Jongleur... Je ne me vois pas comme un artiste qui conceptualise quelque chose ou qui transmet un message au public, mais plutôt comme quelqu’un qui veut s’amuser et comprendre le public, ce qu’il aime et ce qu’il n’aime pas. Mon spectacle est beaucoup basé sur la relation avec le public.

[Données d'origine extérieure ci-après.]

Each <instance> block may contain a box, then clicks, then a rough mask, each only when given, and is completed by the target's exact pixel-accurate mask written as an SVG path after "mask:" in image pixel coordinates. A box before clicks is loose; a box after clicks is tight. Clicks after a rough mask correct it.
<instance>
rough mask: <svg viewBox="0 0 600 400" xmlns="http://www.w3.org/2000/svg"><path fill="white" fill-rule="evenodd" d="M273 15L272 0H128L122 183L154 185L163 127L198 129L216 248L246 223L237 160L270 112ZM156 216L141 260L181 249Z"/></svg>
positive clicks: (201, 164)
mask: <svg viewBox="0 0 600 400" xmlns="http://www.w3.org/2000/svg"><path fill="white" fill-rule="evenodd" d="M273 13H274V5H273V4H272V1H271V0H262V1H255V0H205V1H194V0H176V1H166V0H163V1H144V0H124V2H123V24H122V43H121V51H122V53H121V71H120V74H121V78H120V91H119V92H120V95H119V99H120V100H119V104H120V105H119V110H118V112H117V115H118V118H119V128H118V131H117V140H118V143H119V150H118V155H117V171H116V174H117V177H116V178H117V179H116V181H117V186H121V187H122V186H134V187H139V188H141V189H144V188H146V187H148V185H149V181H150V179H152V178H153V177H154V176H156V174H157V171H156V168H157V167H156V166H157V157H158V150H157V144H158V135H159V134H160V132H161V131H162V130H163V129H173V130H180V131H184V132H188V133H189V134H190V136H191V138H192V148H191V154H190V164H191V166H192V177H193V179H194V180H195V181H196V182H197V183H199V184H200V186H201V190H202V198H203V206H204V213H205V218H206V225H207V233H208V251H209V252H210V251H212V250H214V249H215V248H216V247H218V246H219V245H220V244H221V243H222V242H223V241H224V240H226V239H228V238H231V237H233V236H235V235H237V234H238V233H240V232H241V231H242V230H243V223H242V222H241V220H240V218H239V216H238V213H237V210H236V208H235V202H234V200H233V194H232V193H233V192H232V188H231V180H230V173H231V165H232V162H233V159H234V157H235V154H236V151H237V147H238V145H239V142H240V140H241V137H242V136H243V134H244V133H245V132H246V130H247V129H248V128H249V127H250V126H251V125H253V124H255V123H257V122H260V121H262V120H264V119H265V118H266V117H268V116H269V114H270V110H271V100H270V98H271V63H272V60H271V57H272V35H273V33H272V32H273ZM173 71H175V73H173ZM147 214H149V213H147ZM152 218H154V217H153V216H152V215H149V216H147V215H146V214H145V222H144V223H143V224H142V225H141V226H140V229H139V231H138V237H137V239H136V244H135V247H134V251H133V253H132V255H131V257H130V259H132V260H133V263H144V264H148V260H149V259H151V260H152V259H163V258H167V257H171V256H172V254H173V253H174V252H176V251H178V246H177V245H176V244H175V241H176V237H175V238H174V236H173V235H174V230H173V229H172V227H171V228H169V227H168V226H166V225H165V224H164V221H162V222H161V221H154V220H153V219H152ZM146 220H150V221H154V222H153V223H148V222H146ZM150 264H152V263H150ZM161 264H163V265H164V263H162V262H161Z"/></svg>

Peux-tu me parler de ton parcours, des écoles de cirque de Montréal et Bruxelles à la création de ton spectacle ?
(JPEG) J’ai appris le jonglage il y a 13 ans. Quand en une heure j’ai réussi à jongler avec trois balles ça a été le déclic. Ensuite, je me suis installé pendant 4 mois dans une petite pièce et j’ai commencé à travailler sans relâche 8 heures par jour. Sorti de là, j’avais un spectacle de jonglage de rue assez classique avec lequel j’ai tourné pendant un an.
A cette époque, les jongleurs travaillaient souvent pour les grandes familles de cirque... Tout cela a beaucoup évolué et moi j’ai débuté dans la rue. Puis j’ai compris qu’il me manquait quelque chose, qui n’était pas technique mais "spirit", c’est à dire un état d’esprit, une touche personnelle dans le spectacle, d’où l’importance du rapport avec le public.

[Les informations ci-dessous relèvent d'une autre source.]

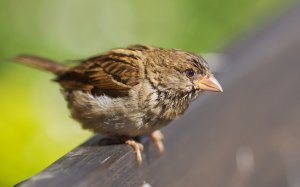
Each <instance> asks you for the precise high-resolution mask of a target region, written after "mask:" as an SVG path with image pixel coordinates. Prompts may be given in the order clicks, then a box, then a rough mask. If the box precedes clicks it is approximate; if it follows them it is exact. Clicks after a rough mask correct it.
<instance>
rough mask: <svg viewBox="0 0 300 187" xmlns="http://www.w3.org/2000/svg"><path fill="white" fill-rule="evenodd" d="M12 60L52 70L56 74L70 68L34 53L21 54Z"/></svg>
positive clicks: (32, 66) (62, 64)
mask: <svg viewBox="0 0 300 187" xmlns="http://www.w3.org/2000/svg"><path fill="white" fill-rule="evenodd" d="M12 60H13V61H16V62H19V63H22V64H26V65H29V66H32V67H35V68H38V69H42V70H46V71H50V72H52V73H54V74H56V75H61V74H63V73H65V72H66V71H68V69H69V68H70V67H68V66H65V65H63V64H59V63H57V62H55V61H52V60H49V59H45V58H42V57H38V56H33V55H19V56H16V57H15V58H13V59H12Z"/></svg>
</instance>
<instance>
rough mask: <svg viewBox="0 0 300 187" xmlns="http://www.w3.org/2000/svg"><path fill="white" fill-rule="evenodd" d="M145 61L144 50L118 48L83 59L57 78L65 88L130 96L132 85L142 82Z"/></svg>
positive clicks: (91, 91) (119, 95)
mask: <svg viewBox="0 0 300 187" xmlns="http://www.w3.org/2000/svg"><path fill="white" fill-rule="evenodd" d="M142 60H143V57H142V55H141V51H138V50H131V49H115V50H112V51H110V52H108V53H106V54H103V55H100V56H96V57H92V58H89V59H87V60H85V61H83V62H82V63H81V64H80V65H79V66H76V67H74V68H71V69H70V70H69V71H68V72H66V73H65V74H63V75H61V76H59V77H58V79H57V81H58V82H59V83H60V84H61V85H62V87H63V88H64V89H66V90H82V91H90V92H92V93H94V94H96V95H101V94H106V95H109V96H112V97H123V96H127V95H128V90H129V89H130V88H131V87H133V86H135V85H137V84H138V83H139V81H140V78H141V76H142V72H141V66H142Z"/></svg>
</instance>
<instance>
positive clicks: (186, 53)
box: [147, 49, 223, 95]
mask: <svg viewBox="0 0 300 187" xmlns="http://www.w3.org/2000/svg"><path fill="white" fill-rule="evenodd" d="M148 56H149V57H150V58H147V59H148V60H147V76H148V78H149V79H150V81H151V82H152V84H153V85H154V86H155V87H157V88H158V89H159V90H163V91H168V92H173V93H174V94H175V93H177V94H180V95H186V94H189V93H193V95H198V94H199V93H201V92H203V91H213V92H223V90H222V87H221V85H220V84H219V82H218V81H217V79H216V78H215V77H214V75H213V74H212V73H211V71H210V68H209V65H208V64H207V62H206V61H205V60H204V59H203V58H202V57H200V56H197V55H195V54H192V53H187V52H184V51H181V50H177V49H154V50H152V52H151V53H149V54H148Z"/></svg>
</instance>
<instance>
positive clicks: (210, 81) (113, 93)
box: [15, 45, 222, 162]
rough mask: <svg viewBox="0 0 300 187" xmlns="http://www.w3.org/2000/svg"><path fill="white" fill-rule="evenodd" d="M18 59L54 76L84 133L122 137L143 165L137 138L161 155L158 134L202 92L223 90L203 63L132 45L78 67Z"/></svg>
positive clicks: (16, 59) (79, 64)
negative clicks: (138, 138)
mask: <svg viewBox="0 0 300 187" xmlns="http://www.w3.org/2000/svg"><path fill="white" fill-rule="evenodd" d="M15 60H16V61H18V62H22V63H25V64H28V65H32V66H34V67H38V68H40V69H44V70H47V71H50V72H52V73H54V74H55V75H56V76H57V78H56V81H57V82H58V83H59V84H60V85H61V86H62V90H63V93H64V95H65V98H66V100H67V102H68V107H69V109H70V111H71V114H72V117H73V118H74V119H76V120H77V121H79V122H80V123H81V124H82V126H83V128H86V129H91V130H93V131H94V132H97V133H103V134H107V135H110V136H118V137H121V138H122V139H123V140H124V141H125V142H126V143H127V144H129V145H131V146H132V147H133V148H134V150H135V151H136V156H137V160H138V161H139V162H141V161H142V157H141V150H142V146H141V145H140V144H139V143H137V142H135V141H133V139H132V138H133V137H136V136H140V135H144V134H148V135H150V136H151V138H152V139H153V141H154V142H155V145H156V146H157V147H158V149H159V150H160V152H162V151H163V149H164V148H163V144H162V139H163V136H162V134H161V133H160V132H159V129H160V128H161V127H163V126H165V125H167V124H168V123H169V122H171V121H172V120H174V119H176V118H177V117H178V116H180V115H181V114H183V113H184V111H185V110H186V109H187V108H188V106H189V104H190V102H191V101H192V100H193V99H194V98H196V97H197V96H198V95H200V93H202V92H203V91H205V90H208V91H222V88H221V86H220V84H219V83H218V81H217V80H216V79H215V78H214V77H213V75H212V73H211V72H210V70H209V66H208V64H207V63H206V61H205V60H204V59H203V58H201V57H200V56H197V55H194V54H192V53H188V52H184V51H181V50H177V49H163V48H156V47H151V46H145V45H133V46H129V47H128V48H118V49H113V50H111V51H108V52H107V53H104V54H102V55H99V56H95V57H92V58H88V59H87V60H84V61H82V62H81V64H79V65H78V66H75V67H67V66H65V65H62V64H58V63H56V62H54V61H51V60H47V59H43V58H40V57H35V56H29V55H20V56H18V57H16V58H15Z"/></svg>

(JPEG) Pourquoi en tant que jongleur se risquer à jouer dans la rue, dans des conditions qui ne sont pas forcément favorables ? Avec le vent, la pluie...
Quand tu travailles en salle, la vie est plus facile, mais moi ça m’ennuie. Dans la rue, chaque jour est différent. C’est vrai qu’il peut pleuvoir, y avoir du bruit, quelqu’un qui est saoul, un chien qui passe sur scène, ... mais toute cette vie me donne l’envie de continuer.

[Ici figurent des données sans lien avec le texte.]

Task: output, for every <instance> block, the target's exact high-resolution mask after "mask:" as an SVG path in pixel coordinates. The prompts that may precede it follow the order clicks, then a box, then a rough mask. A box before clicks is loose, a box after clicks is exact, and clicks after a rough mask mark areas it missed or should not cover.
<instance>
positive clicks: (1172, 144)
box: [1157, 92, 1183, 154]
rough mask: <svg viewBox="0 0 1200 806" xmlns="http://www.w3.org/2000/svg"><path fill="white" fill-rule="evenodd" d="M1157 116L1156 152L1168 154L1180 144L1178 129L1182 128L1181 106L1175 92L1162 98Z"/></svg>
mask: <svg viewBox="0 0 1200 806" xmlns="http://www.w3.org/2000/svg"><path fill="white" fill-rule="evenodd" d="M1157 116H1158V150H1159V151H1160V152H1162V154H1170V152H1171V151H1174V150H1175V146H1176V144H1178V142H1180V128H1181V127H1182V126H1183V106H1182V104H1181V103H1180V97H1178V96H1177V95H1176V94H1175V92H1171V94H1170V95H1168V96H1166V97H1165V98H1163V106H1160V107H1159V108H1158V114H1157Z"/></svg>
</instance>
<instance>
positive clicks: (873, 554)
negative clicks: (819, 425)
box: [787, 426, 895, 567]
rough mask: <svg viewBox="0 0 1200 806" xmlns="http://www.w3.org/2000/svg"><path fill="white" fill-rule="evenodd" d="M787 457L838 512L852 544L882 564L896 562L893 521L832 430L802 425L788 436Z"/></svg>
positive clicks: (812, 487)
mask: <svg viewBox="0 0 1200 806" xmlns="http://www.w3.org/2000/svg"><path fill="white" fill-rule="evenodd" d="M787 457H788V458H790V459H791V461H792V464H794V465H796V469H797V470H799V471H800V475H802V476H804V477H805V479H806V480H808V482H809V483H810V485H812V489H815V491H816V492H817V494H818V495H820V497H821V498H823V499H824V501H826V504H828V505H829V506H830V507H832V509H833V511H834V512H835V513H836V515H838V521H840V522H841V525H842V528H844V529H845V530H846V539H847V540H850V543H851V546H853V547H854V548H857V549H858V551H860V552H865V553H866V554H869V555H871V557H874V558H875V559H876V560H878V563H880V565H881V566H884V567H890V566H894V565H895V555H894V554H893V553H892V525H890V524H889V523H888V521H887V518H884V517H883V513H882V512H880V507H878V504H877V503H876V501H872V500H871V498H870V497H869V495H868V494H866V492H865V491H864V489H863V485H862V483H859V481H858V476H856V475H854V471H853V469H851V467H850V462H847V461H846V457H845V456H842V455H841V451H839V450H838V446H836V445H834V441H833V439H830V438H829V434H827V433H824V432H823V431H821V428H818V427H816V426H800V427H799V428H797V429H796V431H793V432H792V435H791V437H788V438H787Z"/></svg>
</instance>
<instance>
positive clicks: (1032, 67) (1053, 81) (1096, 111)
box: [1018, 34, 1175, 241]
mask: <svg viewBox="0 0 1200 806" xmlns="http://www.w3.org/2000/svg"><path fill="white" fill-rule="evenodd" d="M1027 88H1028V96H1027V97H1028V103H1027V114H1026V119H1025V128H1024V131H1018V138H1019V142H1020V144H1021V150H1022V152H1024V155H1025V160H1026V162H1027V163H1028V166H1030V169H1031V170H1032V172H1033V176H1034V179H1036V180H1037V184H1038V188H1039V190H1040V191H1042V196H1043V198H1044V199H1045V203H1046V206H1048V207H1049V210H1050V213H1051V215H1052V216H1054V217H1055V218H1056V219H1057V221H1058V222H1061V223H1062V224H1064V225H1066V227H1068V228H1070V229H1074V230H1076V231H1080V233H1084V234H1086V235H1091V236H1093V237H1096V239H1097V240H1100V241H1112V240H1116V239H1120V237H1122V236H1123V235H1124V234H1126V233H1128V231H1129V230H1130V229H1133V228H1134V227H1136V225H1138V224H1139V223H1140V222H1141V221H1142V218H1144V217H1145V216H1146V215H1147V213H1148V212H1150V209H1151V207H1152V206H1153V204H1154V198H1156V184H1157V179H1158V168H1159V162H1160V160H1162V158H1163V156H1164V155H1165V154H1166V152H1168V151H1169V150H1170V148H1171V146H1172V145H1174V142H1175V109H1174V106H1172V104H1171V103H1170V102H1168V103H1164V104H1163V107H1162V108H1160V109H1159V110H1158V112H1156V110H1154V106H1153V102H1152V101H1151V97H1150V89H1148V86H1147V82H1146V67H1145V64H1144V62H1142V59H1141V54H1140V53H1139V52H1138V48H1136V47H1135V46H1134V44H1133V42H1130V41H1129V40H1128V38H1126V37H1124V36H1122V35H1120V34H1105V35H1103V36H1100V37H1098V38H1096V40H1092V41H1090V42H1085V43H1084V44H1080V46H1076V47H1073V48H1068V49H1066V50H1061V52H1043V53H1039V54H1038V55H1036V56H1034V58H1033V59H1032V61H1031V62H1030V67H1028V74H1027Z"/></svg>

(JPEG) En tant que belge, quelle image as-tu ou ont les belges des arts de la rue en France ?
Je joue 70 % du temps en France. Ici, le moindre petit village qui a un peu de sous pour organiser une fête accueille facilement des spectacles de rue.
En Belgique, les villages qui ont des moyens préfèrent accueillir une vedette de la télévision, parce que c’est populaire. Il y a peu de festivals qui programment des spectacles de rue. C’est une autre culture à ce niveau là, comme en Hollande ou en Allemagne d’ailleurs. Il n’y a qu’en France qu’il y a un tel respect pour les arts de la rue. D’ailleurs il y a "arts" dans la dénomination, ça veut dire beaucoup. Dans mon pays, on appelle cela de l’animation.

(JPEG) Pour finir, qu’est-ce qu’on peut te souhaiter pour tes représentations ici à Morlaix ?
Pas de pluie !
Je suis allé voir où je jouais, c’est une très jolie place (ndlr : place des Jacobins) avec une église alors je suis déjà content. C’est pas pour faire bien mais de toute façon quand on joue en Bretagne le public est toujours super.

(JPEG)

Retrouvez D’Irque accompagné au piano par Fien dans son nouveau spectacle Oh suivant !, le 9 août à Pornichet et le 10 août à Dinan.

Propos recueillis par Aurélien Marteaux, le 27 juillet 2005 à Morlaix.